Hybrid AI-Radiologist Mammography Strategy Cuts Workload by 38% Without Sacrificing Accuracy

Published Date: August 19, 2025
By News Release

A large retrospective study has demonstrated that a hybrid reading approach combining radiologists and artificial intelligence (AI) can reduce radiologist workload in breast cancer screening by nearly 40%, while maintaining recall and cancer detection rates comparable to standard practice.

The research, published in Radiology by the Radiological Society of North America (RSNA), analyzed over 41,000 screening mammograms from more than 15,000 women enrolled in the Dutch National Breast Cancer Screening Program between 2003 and 2018. Results showed that radiologists’ workload could be reduced by 38% using a hybrid AI strategy without compromising diagnostic performance.

“Although the overall performance of state-of-the-art AI models is very high, AI sometimes makes mistakes,” explained study co-author Sarah D. Verboom, M.Sc., a doctoral candidate at Radboud University Medical Center. “Identifying exams in which AI interpretation is unreliable is crucial to allow for and optimize use of AI models in breast cancer screening programs.”

The proposed strategy relies on combining AI’s probability of malignancy (PoM) score with an uncertainty estimate. When AI confidently determines an exam as normal or confidently recommends recall, its decision is accepted. However, if the AI model is uncertain, the case is routed to radiologists for double reading.

The team tested different uncertainty measures, finding that the entropy of the mean PoM score produced cancer detection and recall rates nearly identical to radiologists’ double reading: 6.6 cancers per 1,000 exams and a recall rate of 23.7 per 1,000, respectively. For comparison, radiologists achieved 6.7 cancers and 23.9 recalls per 1,000 exams.

Although AI deferred most cases back to radiologists due to uncertainty, it classified 38% of exams as certain, reducing radiologist workload to 61.9% of normal. Importantly, when AI was confident, its performance improved: AUC reached 0.96 compared with 0.87 overall, and sensitivity closely matched radiologists (85.4% vs. 88.9%). Younger women with denser breasts were more likely to fall into the “uncertain” category requiring human review.

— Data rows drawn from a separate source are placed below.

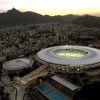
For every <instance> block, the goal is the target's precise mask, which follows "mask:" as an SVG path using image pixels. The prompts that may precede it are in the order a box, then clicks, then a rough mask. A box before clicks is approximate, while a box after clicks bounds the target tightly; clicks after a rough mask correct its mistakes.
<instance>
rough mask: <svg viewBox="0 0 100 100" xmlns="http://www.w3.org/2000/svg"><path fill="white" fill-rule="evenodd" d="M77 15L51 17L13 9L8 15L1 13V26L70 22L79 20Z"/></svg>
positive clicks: (7, 13)
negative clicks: (29, 23)
mask: <svg viewBox="0 0 100 100" xmlns="http://www.w3.org/2000/svg"><path fill="white" fill-rule="evenodd" d="M77 17H78V16H76V15H65V16H59V15H58V16H49V15H44V16H43V15H41V14H38V13H35V12H30V11H28V12H20V11H18V10H17V9H15V8H13V9H11V10H8V11H7V12H6V13H0V25H16V24H23V23H24V24H27V23H42V22H44V23H45V22H69V21H72V20H73V19H75V18H77Z"/></svg>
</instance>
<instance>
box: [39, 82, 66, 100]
mask: <svg viewBox="0 0 100 100" xmlns="http://www.w3.org/2000/svg"><path fill="white" fill-rule="evenodd" d="M38 88H39V89H40V90H41V91H42V92H43V93H44V94H45V95H46V96H47V97H49V98H50V100H67V97H66V96H64V95H62V94H61V93H59V92H58V91H56V90H54V89H52V88H50V87H49V86H48V85H46V84H43V85H40V86H39V87H38Z"/></svg>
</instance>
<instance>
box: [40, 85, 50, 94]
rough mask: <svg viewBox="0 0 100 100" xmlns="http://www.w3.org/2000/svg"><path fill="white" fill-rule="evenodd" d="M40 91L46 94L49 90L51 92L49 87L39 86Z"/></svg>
mask: <svg viewBox="0 0 100 100" xmlns="http://www.w3.org/2000/svg"><path fill="white" fill-rule="evenodd" d="M39 89H40V90H41V91H43V92H45V91H47V90H49V89H50V88H49V87H48V86H47V85H44V84H43V85H40V86H39Z"/></svg>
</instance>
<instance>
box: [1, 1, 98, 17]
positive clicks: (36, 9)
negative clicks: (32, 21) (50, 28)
mask: <svg viewBox="0 0 100 100" xmlns="http://www.w3.org/2000/svg"><path fill="white" fill-rule="evenodd" d="M13 7H14V8H16V9H18V10H19V11H21V12H25V11H32V12H36V13H39V14H42V15H51V16H54V15H67V14H76V15H84V14H90V15H95V16H100V0H0V12H1V13H2V12H6V11H7V10H10V9H12V8H13Z"/></svg>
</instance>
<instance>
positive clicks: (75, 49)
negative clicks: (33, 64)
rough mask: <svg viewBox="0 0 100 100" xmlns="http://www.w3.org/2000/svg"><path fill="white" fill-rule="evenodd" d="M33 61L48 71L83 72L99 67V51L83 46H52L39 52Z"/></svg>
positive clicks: (94, 49)
mask: <svg viewBox="0 0 100 100" xmlns="http://www.w3.org/2000/svg"><path fill="white" fill-rule="evenodd" d="M35 59H36V60H37V61H38V62H39V63H41V64H43V65H46V66H48V69H49V70H53V71H67V72H83V71H86V70H89V69H91V68H97V67H99V65H100V50H98V49H95V48H91V47H85V46H68V45H65V46H54V47H50V48H46V49H43V50H41V51H39V52H38V53H37V54H36V56H35Z"/></svg>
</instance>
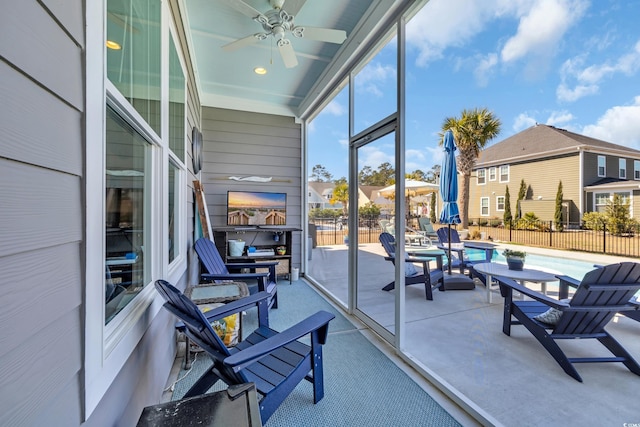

Verboom stressed that the real innovation lies in quantifying AI confidence. “The key component of our study isn’t necessarily that this is the best way to split the workload, but that it’s helpful to have uncertainty quantification built into AI models,” she said. “I hope commercial products integrate this into their models, because I think it’s a very useful metric.”

If implemented in practice, the researchers noted, AI would make the recall decision for nearly 20% of women without radiologist input. While surveys indicate most women are open to AI in screening, many still prefer at least one radiologist review. A hybrid model where radiologists handle uncertain and recall cases may offer a more acceptable balance.

“The use of AI with uncertainty quantification can be a possible solution for workforce shortages and could help build trust in the implementation of AI,” Verboom said, adding that a prospective trial will be needed to confirm the efficiency gains in real-world practice.

The project is part of aiREAD, supported by the Dutch Research Council, Dutch Cancer Society, and Health Holland.